Grocery Shopping: T4M Training Glock Pistol
by piro
Word of caution first. These things are often sold as "self defence tools" - they are not suitable for self defence, unless you want to smack someone with pistol frame itself. Sellers who feed upon unknowing people selling false feeling of safety should really be hold accountable for misinforming any potential buyers. However, it is still nice looking piece, and it has some potential for being "training" item.
Due to accidental shopping cart clearing, I've acquired an Umarex TPM 1 RAM T4E Law Enforcement .43 training pistol. While I like to shoot Glock 17, the gun that this training pistol was modelled on, I had no idea what to expect from this weird-market-niche product. Here's a store picture:
Upon receiving the package and taking it out of shipping cardboard box, in sight we have nice plastic casing, not really looking like original Glock one:
With opening of two plastic latches (the one that can break off easily, just being part of the case mold, not separate pieces with hinges), we have whole content presented before us:
While handling the gun, we have a very nice iron sights with orange paint accents at disposal - weird colour choice, but it fits the blue-training frame (That's metal! Probably zn-al though, so don't expect it to be durable) of the gun. It compliments the colour theme well, and is much easier on the eyes than contrast red colour near blue one.
In front of pistol, under barrel, there's short accessory rail, that will allow you to mount unnecessary ad-dons like lasers and flashlights if you really want to:
On picture above, note the distance slide is moved back - that's the max distance distance it travels, which have its pros and cons:
Pros - less CO2 gas would be wasted after shot for moving that part, as blowback (the movement of slide back and forth, that in real gun would cause ejection of casing when backing, and loading new round when moving forward) here is purely cosmetic, and not required by the way gun operates.
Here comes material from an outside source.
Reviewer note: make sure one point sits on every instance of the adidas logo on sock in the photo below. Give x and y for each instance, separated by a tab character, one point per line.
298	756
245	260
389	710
Cons - Blowback would be really low, almost nonexistent. Also, it's not very realistic if we consider it a "training" model, which might cause people to expect slide on real thing to also travel such small distance, potentially risking hurting fingers if they wander not where they should be. That's enough about complains about that, there's more on the way anyway. Picture below shows what we see when slide is locked in back position - this isn't a "bullet chamber", nor part of barrel:
This is top part of magazine, and that means whole shooting mechanism is done by magazine itself - gas valve, release button, seals, everything is contained in magazine itself - that means magazines will be very expensive, and technically you can shoot the bullet without the gun, just releasing gas manually without gun itself (not recommended). Here's magazine itself:
That concludes visual tour around the item. This article will be updated when I have time and peace to shoot myself with it some target board at 10m to tell more about its accuracy, but I don't expect lot from smooth barrel and CO2 as propellant.